In support of its restitution order, the district court noted that Myers was "a very able and capable human being" as demonstrated by her fraud, and because " [s]he has lots of ability [,]" she should use those talents "in a legal way." Although we have recognized that the Victim and Witness Protection Act, 18 U.S.C. §§ 3663-64, does not require the district court to make specific findings before ordering restitution, United States v. Smith, 944 F.2d 618, 623 (9th Cir. 1991), cert. denied, --- U.S. ----, 112 S. Ct. 1515, 117 L. Ed. 2d 651 (1992), we hold that, when as here a court provides reasons therefor, it may not base its restitution order on irrelevant or illegitimate criteria. Here, the district court erred by basing its restitution order solely on Myers' ability to defraud people rather than on her ability to earn money lawfully. Accordingly, we must vacate the restitution order and remand for resentencing on this point.
Criminal History Category
Myers' final argument is that the district court erred by accepting the presentence investigative report's calculation of her criminal history category as level III rather than II because (a) the calculation included two underlying state court convictions that were constitutionally infirm, and (b) the calculation included a two-point addition for having been on probation at the time she committed the offense. We reject both of these contentions.

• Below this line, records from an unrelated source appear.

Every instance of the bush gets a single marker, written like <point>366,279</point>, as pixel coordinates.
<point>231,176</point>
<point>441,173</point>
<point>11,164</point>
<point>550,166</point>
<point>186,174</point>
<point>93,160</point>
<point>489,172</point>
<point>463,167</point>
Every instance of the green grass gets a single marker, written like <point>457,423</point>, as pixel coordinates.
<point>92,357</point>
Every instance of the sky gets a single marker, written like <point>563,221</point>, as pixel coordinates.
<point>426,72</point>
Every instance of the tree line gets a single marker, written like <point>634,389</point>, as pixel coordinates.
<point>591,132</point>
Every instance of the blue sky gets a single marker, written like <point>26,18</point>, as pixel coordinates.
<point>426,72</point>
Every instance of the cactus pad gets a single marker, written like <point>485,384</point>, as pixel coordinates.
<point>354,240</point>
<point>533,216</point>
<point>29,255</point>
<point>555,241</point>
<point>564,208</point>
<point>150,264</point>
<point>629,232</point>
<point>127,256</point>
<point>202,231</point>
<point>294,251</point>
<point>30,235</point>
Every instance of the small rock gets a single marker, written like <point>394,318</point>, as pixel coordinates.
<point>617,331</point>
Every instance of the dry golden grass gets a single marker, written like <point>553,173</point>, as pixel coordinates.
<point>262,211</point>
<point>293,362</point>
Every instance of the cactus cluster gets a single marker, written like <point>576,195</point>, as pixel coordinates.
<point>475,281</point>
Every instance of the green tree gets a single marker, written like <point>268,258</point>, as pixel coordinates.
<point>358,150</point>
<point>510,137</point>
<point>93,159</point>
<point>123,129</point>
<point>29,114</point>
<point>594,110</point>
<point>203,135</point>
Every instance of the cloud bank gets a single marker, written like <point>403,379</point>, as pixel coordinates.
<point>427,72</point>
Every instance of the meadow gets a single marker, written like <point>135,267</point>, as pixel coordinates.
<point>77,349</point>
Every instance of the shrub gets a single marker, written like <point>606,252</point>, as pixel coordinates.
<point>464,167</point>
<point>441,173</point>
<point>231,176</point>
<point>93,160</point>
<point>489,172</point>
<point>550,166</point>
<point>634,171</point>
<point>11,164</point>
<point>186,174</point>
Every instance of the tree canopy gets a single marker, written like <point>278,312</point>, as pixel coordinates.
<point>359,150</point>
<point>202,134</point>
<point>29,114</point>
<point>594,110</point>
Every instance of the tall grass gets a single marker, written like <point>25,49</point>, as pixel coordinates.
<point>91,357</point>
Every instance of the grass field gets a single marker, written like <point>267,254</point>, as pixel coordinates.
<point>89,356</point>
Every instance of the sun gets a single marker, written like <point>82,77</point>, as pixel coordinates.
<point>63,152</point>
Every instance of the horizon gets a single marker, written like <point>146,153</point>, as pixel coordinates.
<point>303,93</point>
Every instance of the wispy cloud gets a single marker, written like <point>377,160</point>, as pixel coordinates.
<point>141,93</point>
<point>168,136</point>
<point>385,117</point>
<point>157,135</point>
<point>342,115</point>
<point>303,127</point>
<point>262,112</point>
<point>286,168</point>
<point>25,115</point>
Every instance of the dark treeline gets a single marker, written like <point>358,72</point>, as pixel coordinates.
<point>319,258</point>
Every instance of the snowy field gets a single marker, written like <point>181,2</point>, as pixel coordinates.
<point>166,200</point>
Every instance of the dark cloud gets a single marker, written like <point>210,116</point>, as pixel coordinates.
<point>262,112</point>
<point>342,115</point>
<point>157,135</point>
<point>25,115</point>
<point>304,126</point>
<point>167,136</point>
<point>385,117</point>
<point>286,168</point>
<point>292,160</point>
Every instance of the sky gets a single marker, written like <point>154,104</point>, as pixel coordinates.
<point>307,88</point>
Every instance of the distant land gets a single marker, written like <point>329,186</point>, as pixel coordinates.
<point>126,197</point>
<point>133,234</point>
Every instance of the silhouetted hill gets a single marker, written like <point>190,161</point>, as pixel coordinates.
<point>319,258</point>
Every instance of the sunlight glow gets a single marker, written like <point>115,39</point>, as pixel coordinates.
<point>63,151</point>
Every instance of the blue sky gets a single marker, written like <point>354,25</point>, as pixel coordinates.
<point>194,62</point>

With respect to the first argument, we note that, because the Sentencing Guidelines do not provide an independent basis for collaterally attacking prior felony convictions, United States v. Fondren, 32 F.3d 429, 430 (9th Cir. 1994), a defendant may not mount a constitutional challenge to a prior conviction used for sentence enhancement except when that conviction was ostensibly obtained in violation of the defendant's right to appointed counsel. Id.; United States v. Burrows, 36 F.3d 875, 884-85 (9th Cir. 1994) (citing and discussing Fondren and Custis v. United States, --- U.S. ----, ----, 114 S. Ct. 1732, 1738, 128 L. Ed. 2d 517 (1994)). Myers neither alleged nor showed any such problem with either of her underlying convictions.
As for Myers' second contention, it is undisputed that she pleaded guilty to Counts I and II of the indictment, both of which place the beginning of her illegal activity in November 1990, when she was admittedly on probation. In addition, an affidavit from Special Agent Caldwell supports this date. Notwithstanding Myers' argument to the contrary, we cannot say from the evidence presented that the district court was clearly erroneous in finding that the charged offense occurred while Myers was on probation. Cf. United States v. Chapnick, 963 F.2d 224, 226 (9th Cir. 1992).
AFFIRMED IN PART, VACATED IN PART, AND REMANDED.